Evaluating Performance of Models on Neuron Using LLMPerf#

This topic guides you through determining the performance of your models on Trainium and Inferentia instances using open-source clients. It expands on the basic performance analysis tools provided with Neuron by incorporating the LLMperf client to collect additional information about performance for models such as llama-3.3-70B-instruct and llama-3.1-8b.
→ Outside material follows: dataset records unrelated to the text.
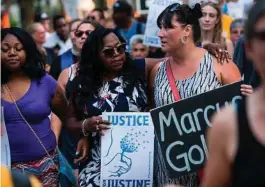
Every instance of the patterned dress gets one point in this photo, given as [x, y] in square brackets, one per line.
[114, 96]
[203, 80]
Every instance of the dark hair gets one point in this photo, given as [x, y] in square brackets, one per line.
[100, 11]
[55, 19]
[73, 21]
[237, 22]
[185, 15]
[254, 15]
[218, 30]
[122, 6]
[96, 25]
[34, 66]
[91, 69]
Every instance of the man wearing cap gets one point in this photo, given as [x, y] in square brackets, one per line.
[44, 19]
[59, 41]
[126, 25]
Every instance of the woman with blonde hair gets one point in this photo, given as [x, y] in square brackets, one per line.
[211, 26]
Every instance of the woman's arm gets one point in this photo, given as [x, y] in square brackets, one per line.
[59, 104]
[56, 126]
[150, 64]
[227, 73]
[151, 85]
[229, 47]
[221, 150]
[63, 78]
[93, 124]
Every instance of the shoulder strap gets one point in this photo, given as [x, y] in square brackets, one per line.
[32, 130]
[138, 28]
[171, 80]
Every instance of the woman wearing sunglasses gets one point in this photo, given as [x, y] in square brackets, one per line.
[194, 71]
[107, 80]
[239, 158]
[69, 144]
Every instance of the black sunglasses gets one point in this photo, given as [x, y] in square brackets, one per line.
[81, 33]
[259, 35]
[110, 52]
[174, 7]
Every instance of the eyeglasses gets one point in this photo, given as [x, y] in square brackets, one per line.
[81, 33]
[260, 35]
[110, 52]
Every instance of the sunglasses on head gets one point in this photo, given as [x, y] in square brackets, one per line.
[81, 33]
[260, 35]
[174, 7]
[110, 52]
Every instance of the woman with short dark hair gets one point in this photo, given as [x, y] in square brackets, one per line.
[193, 71]
[29, 95]
[239, 158]
[107, 80]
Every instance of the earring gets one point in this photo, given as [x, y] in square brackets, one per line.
[184, 39]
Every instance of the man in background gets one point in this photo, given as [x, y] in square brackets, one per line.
[59, 41]
[97, 15]
[69, 57]
[44, 19]
[126, 25]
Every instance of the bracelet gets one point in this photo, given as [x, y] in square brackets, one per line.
[85, 133]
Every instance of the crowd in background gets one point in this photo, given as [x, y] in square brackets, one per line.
[57, 81]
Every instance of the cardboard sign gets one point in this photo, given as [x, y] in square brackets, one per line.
[180, 128]
[5, 148]
[152, 30]
[127, 150]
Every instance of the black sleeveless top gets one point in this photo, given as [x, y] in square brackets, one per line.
[249, 164]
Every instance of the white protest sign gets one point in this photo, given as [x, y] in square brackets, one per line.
[70, 7]
[5, 149]
[152, 30]
[127, 150]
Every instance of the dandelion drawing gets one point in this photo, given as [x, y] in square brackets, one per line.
[130, 143]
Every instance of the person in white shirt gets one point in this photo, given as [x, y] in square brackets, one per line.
[59, 41]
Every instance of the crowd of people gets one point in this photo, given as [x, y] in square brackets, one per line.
[55, 87]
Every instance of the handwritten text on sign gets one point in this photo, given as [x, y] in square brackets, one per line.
[127, 150]
[180, 128]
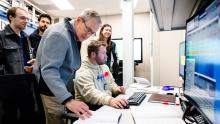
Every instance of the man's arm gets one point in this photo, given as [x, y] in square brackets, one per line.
[52, 58]
[53, 54]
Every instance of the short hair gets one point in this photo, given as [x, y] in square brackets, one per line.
[94, 47]
[12, 12]
[44, 16]
[101, 37]
[87, 14]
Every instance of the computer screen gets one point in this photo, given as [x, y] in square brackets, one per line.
[181, 59]
[202, 71]
[138, 54]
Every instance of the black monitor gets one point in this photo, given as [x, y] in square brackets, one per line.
[181, 59]
[138, 53]
[202, 67]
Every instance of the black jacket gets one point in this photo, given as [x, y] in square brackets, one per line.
[11, 54]
[35, 40]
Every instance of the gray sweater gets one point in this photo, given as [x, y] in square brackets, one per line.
[58, 56]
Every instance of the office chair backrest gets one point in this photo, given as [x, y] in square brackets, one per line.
[20, 92]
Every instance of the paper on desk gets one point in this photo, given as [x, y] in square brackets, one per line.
[101, 117]
[155, 114]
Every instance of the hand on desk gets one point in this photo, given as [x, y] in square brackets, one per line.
[118, 102]
[121, 89]
[79, 108]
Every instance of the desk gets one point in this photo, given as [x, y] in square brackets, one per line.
[150, 113]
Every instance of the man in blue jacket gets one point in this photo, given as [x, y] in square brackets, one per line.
[57, 60]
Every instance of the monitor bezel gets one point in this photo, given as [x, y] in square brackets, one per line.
[183, 42]
[188, 97]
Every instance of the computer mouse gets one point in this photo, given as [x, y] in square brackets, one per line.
[127, 106]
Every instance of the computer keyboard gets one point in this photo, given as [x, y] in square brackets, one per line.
[136, 98]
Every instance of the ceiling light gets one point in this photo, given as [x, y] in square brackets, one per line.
[63, 4]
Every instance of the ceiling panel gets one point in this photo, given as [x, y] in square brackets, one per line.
[103, 7]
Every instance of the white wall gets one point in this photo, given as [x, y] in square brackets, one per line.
[141, 29]
[166, 56]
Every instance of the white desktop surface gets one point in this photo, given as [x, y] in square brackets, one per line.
[146, 112]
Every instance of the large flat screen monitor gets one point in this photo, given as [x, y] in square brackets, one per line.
[138, 55]
[181, 59]
[202, 67]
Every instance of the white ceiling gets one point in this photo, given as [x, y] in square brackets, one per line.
[103, 7]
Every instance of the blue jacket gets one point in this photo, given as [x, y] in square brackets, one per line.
[59, 57]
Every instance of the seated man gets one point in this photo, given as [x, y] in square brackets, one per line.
[94, 83]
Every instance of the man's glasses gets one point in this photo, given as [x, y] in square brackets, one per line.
[88, 29]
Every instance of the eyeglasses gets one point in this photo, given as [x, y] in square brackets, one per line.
[23, 18]
[88, 29]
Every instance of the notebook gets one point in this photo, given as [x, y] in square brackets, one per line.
[162, 98]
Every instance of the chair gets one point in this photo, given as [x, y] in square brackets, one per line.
[20, 101]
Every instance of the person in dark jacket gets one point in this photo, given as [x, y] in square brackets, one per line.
[44, 21]
[15, 58]
[112, 58]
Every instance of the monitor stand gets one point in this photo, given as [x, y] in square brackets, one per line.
[191, 114]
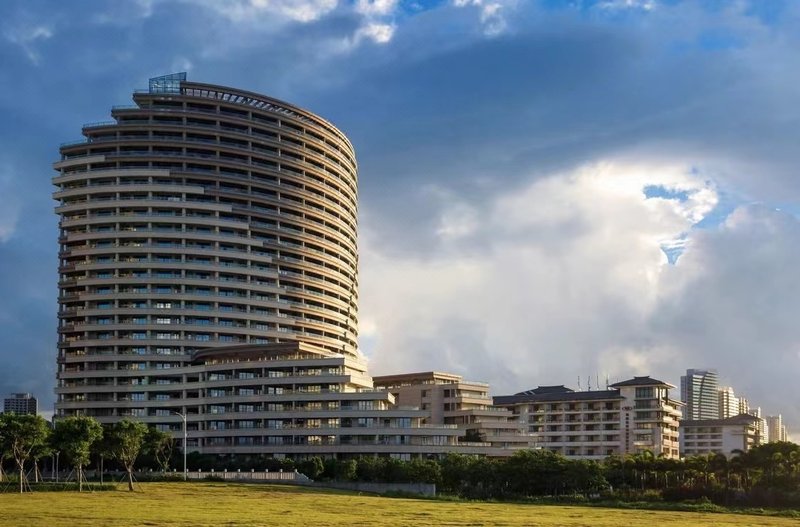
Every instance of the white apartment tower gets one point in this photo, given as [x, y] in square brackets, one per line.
[699, 394]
Under the hood, this performance suite uses vLLM server to serve the model and can use benchmarking clients such as llm-perf to evaluate on their supported models.

In the future we will add support for other benchmarking clients.

The code used in this guide is located at inference-benchmarking.

For a tutorial that you can follow and run on a Trainium or Inferentia instance, see Tutorial: Evaluating Performance of Llama-3.3-70B on Neuron using Performance CLI.

Creating the Configuration File#

Create a test_config.yaml file that defines your server settings and performance test configurations and paste in the following code:

server:
  name: "test-model-server"
  model_path: "/path/to/model"
  model_s3_path: "s3://bucket/path/to/model"
  max_seq_len: 256
  context_encoding_len: 128
  tp_degree: 32
  server_port: 8000
  continuous_batch_size: 1
  custom_chat_template_path: "default"

test:
  performance:
    llama_test:
      client: "llm_perf"
      client_type: "llm_perf_github_patched"
      max_concurrent_requests: 20
      timeout: 3600
      input_size: 128
      output_size: 124
      client_params:
        stddev_input_tokens: 0
        stddev_output_tokens: 1

Configuration Parameters#

Below is a reference for the configuration parameters you can use when configuring the server and tastes for your model performance analysis:

Server Configuration#

Parameter

Description

name

Identifier for your model server

model_path

Local path to model files

model_s3_path

S3 location of model files

max_seq_len

Maximum sequence length

context_encoding_len

Length of context encoding

tp_degree

Tensor parallelism degree

server_port

Server port number

continuous_batch_size

Size of continuous batches

custom_chat_template_path

Chat template for the prompt

if model_s3_path is specified, the model is downloaded to model_path; otherwise, the model should already be available at model_path.

Performance Test Configuration#

Parameter

Description

client

Performance framework (such as, llm-perf)

client_type

List of clients such as

llm_perf_github_patched

max_concurrent_requests

Maximum parallel requests

timeout

Maximum execution time (seconds)

input_size

Input context length

output_size

Output length / MaxNewTokens

client_params

Client-specific parameters

Client_params#

Involves stddev_input_tokens and stddev_output_tokens

To prevent bucket overflow at higher batch sizes, we use the following default:

outputlength = orig_output_length - 4* continuous_batch_size

stddev_output_tokens = batch_size

Running Evaluations#

Execute performance tests using the CLI command:

python performance.py --config perf.yaml

For more detailed information and advanced configurations, please refer to: - llm-perf Documentation -

These resources provide comprehensive guides on client-specific parameters and advanced evaluation scenarios.